The Hang Seng Index set a record high for 2016, up 0.54 per cent or 118.01 points to stand at 22,000.49 points. The Hang Seng China Enterprises Index climbed 0.38 per cent to 9,057.08. Market turnover hit a weekly high of HK$65.28 billion.
Among the blue chips, China Mobile was the most heavily traded share and led the gains, up 3.81 per cent to HK$98 after the company saw its number of 4G mobile subscribers increase by 19.22 million in June to a total of 428.54 million at the end of the month.
Ivan Li, an equities analyst at Tung Shing Securities said the rally reflected that global aversion is tapering.
Gold-related stocks dropped as the risk-averse sentiment dissipated.
China Gold International Resources fell 4.30 per cent to HK$14.26, while Zijin Mining Group lost 0.35 per cent to HK$2.86.
Li sounded caution, however, on the rising momentum in the near future, because the heavyweight stocks such as mainland banks and insurers were not performing well.
China Construction Bank dropped 0.37 per cent to HK$5.4 while Bank of China declined 0.31 per cent to HK$3.18 despite the benchmark’s yearly high. Tencent, China’s second largest technology giant also dropped, 0.54 per cent to HK$184.60.
While local Hong Kong property developers were among the biggest gainers, with Cheung Kong Property increasing 2.15 per cent, New World Development jumping 1.72 per cent and Wharf Holdings adding 1.05 per cent.
“The low interest rate environment is expected to continue globally, as a US interest hike is now likely to be postponed.
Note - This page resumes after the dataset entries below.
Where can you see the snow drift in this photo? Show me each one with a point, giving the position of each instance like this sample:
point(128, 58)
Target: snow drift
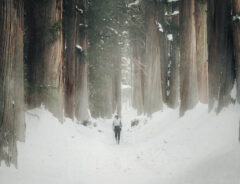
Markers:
point(199, 148)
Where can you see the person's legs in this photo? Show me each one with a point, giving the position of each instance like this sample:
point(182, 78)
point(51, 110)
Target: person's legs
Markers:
point(119, 130)
point(116, 134)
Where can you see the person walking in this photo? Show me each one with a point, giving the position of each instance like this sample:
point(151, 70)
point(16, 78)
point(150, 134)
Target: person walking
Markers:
point(117, 126)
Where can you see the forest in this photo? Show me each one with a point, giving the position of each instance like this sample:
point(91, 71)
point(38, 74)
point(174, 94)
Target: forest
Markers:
point(83, 58)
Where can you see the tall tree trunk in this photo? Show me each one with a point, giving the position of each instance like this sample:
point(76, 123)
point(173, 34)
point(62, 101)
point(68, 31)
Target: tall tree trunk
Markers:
point(202, 51)
point(221, 64)
point(173, 76)
point(82, 102)
point(163, 43)
point(44, 59)
point(70, 37)
point(188, 67)
point(117, 83)
point(12, 120)
point(138, 79)
point(236, 32)
point(153, 89)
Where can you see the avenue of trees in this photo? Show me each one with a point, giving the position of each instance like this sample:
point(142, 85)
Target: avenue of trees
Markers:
point(68, 56)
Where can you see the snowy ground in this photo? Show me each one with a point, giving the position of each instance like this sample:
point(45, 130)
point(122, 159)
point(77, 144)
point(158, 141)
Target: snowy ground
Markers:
point(199, 148)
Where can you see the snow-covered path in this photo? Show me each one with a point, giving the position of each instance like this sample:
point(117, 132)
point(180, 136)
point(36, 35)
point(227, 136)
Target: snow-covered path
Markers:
point(199, 148)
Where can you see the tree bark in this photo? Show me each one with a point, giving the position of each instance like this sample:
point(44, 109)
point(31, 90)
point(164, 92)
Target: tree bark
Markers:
point(82, 90)
point(12, 119)
point(202, 51)
point(70, 37)
point(188, 67)
point(173, 76)
point(44, 59)
point(221, 63)
point(163, 44)
point(153, 88)
point(236, 34)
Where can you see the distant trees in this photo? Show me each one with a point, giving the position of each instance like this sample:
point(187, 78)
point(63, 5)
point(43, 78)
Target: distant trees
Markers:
point(105, 33)
point(205, 67)
point(67, 55)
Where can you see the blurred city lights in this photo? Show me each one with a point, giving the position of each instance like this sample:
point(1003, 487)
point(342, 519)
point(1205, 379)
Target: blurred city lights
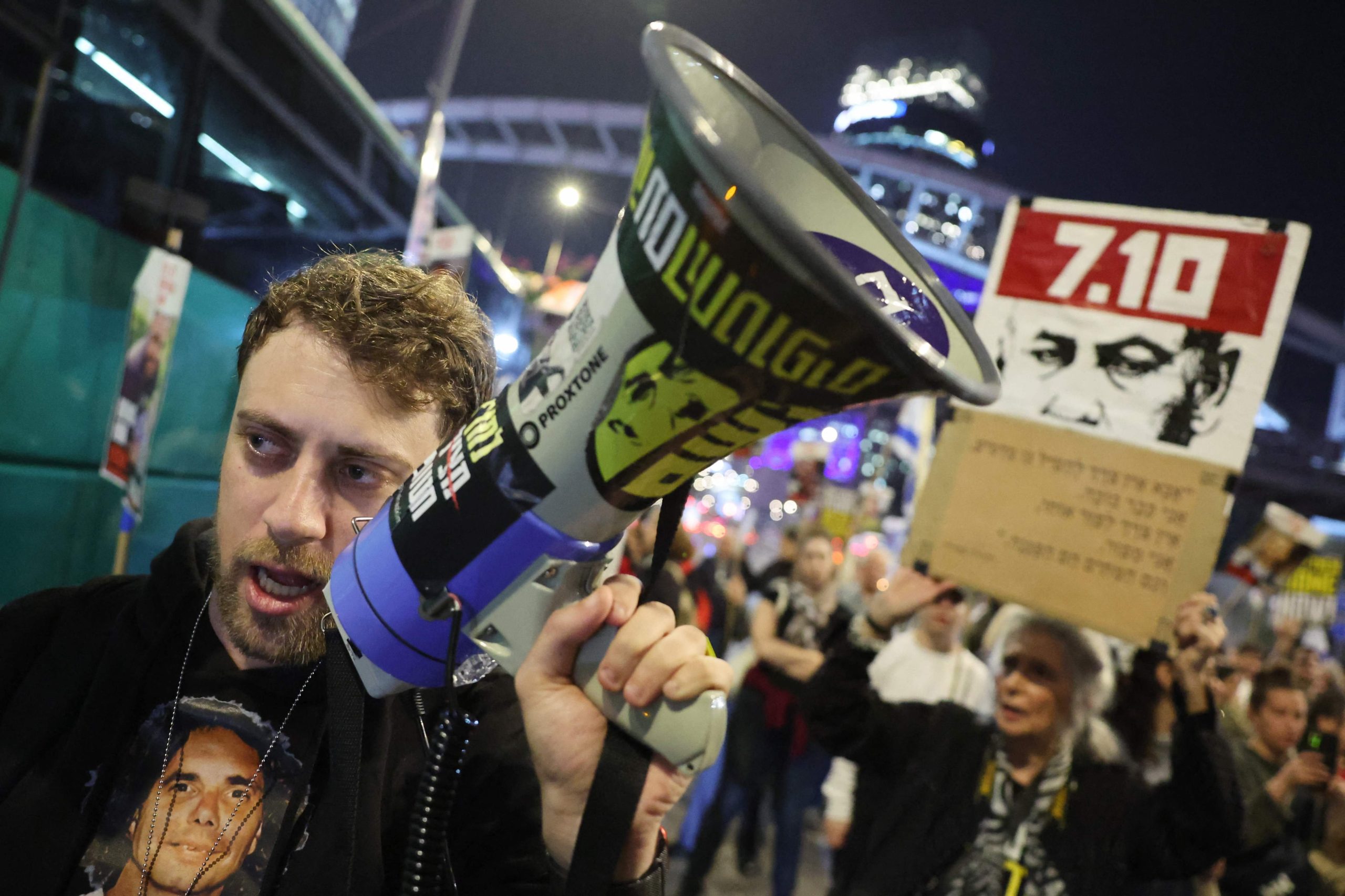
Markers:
point(127, 80)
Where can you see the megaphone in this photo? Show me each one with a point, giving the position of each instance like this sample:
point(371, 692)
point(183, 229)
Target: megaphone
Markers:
point(750, 284)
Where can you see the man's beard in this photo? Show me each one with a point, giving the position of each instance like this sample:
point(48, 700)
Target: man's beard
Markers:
point(288, 641)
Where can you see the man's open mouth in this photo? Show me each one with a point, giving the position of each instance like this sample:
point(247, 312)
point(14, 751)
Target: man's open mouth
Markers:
point(284, 583)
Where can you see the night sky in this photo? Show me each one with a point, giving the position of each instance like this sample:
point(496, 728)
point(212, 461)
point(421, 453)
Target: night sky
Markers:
point(1219, 108)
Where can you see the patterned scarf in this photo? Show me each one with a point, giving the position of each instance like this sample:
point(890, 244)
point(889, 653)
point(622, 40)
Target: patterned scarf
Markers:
point(1005, 861)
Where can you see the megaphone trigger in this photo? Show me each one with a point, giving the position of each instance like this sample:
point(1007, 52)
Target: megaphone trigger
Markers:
point(686, 732)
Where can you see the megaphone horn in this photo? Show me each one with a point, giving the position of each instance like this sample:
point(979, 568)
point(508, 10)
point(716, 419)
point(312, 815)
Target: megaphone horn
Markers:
point(750, 284)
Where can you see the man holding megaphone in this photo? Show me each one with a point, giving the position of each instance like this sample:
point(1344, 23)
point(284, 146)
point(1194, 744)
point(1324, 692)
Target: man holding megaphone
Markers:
point(350, 373)
point(750, 284)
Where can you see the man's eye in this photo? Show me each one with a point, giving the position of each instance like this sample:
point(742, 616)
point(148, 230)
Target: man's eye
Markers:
point(1135, 357)
point(261, 444)
point(362, 475)
point(1053, 350)
point(1050, 356)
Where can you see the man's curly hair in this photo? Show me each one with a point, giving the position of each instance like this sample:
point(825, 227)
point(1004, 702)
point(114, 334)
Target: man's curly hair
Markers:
point(419, 337)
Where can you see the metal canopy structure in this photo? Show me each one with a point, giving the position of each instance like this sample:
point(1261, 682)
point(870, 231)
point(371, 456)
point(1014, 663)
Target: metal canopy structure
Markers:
point(584, 135)
point(950, 214)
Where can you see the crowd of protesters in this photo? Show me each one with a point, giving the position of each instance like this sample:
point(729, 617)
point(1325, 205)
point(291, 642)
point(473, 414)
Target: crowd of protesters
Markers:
point(939, 743)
Low interest rates are beneficial to local Hong Kong property developers,” said Li from Tung Shing Securities.
Castor Pang Wai-sun, Core Pacific-Yamaichi’s head of research, said the 22,000 level is quite critical, but he was also cautious about stocks’ near-term performance, adding a sharp gain was unlikely in the coming days.
In the absence of any announcement on new stimulus measures, investors are likely to adjust sector allocations rather than inject fresh money or withdraw from the market, Pang said.
He added that the proportion of blue chips’ turnover on the main board has risen 37 per cent from roughly 30 per cent recently, reflecting investors’ preference for well-known equity names.
With the European Central Bank not expected to cut interest rates during its monthly meeting on Thursday, the Bank of Japan’s monetary policy meeting next week is more crucial, Pang added.
Li from from Tung Shing Securities agreed, saying that he does not expect any easing monetary policies to be carried out in the near term.
In the mainland, the Shanghai Composite Index gained 0.31 per cent or 11.11 points to 3,039.01. The CSI 300 increased 0.46 per cent to 3,252.52.
The Shenzhen Composite Index climbed 0.11 per cent or 2.34 points to 2038.18while the Nasdaq-style ChiNext dropped 0.15 per cent to 2265.13.